**Introduction to Naive Bayes**

Naive Bayes is among one of the very simple and powerful algorithms for classification based on **Bayes Theorem** with an assumption of independence among the predictors. The Naive Bayes classifier assumes that the presence of a feature in a class is not related to any other feature.

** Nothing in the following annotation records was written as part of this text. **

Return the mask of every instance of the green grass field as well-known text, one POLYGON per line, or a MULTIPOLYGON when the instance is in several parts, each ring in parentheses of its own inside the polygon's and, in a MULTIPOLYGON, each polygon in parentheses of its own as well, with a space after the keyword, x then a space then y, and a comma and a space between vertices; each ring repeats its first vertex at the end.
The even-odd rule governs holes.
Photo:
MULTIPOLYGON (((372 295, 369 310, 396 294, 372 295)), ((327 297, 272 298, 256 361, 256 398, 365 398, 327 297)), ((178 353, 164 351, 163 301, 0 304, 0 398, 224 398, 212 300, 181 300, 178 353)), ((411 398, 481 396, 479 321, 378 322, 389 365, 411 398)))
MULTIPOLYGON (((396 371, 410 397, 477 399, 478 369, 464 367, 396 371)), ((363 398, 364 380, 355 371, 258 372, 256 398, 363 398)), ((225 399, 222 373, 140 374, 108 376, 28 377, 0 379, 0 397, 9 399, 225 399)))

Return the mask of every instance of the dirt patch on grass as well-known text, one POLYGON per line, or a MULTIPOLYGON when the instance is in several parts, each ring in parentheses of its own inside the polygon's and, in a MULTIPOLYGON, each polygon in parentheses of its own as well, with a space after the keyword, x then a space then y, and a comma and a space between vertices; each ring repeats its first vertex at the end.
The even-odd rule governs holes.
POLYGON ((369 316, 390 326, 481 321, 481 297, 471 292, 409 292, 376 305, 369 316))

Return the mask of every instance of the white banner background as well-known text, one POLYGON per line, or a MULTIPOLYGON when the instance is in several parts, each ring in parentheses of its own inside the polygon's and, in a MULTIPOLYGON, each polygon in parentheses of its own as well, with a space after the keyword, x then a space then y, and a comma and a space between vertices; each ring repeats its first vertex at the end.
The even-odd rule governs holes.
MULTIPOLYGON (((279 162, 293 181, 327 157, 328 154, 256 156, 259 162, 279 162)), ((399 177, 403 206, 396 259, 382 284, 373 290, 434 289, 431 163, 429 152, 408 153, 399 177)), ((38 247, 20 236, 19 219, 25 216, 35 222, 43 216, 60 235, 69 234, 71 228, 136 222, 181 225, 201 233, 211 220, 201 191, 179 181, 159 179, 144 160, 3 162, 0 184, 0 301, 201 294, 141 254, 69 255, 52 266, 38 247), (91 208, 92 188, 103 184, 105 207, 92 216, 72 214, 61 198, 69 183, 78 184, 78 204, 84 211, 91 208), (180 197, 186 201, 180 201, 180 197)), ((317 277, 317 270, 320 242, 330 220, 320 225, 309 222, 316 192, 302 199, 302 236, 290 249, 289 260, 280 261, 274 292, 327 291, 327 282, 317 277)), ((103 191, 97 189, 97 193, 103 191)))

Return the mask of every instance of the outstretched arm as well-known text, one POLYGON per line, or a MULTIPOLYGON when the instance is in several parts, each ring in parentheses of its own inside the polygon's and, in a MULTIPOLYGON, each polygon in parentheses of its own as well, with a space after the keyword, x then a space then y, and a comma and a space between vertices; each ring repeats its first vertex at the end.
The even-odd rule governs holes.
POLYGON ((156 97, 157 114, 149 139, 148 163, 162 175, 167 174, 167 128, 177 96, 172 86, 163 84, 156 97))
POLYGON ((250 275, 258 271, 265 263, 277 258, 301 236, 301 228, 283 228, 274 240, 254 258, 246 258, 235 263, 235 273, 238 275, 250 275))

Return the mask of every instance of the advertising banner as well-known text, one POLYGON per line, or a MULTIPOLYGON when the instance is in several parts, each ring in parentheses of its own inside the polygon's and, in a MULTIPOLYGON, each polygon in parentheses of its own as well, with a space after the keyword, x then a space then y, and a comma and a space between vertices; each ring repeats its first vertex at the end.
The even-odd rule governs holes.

Naive Bayes is a classification algorithm for binary and multi-class classification problems.**Bayes Theorem**

- Based on prior knowledge of conditions that may be related to an event, Bayes theorem describes the probability of the event
- conditional probability can be found this way
- Assume we have a Hypothesis(
*H*) and evidence(*E*),

According to Bayes theorem, the relationship between the probability of Hypothesis before getting the evidence represented as*P(H)*and the probability of the hypothesis after getting the evidence represented as*P(H|E)*is:

P(H|E) = P(E|H)*P(H)/P(E)

**Prior probability**=*P(H)*is the probability before getting the evidence**Posterior probability**=*P(H|E)*is the probability after getting evidence- In general,

P(class|data) = (P(data|class) * P(class)) / P(data)

**Bayes Theorem Example**

Assume we have to find the probability of the randomly picked card to be king given that it is a face card.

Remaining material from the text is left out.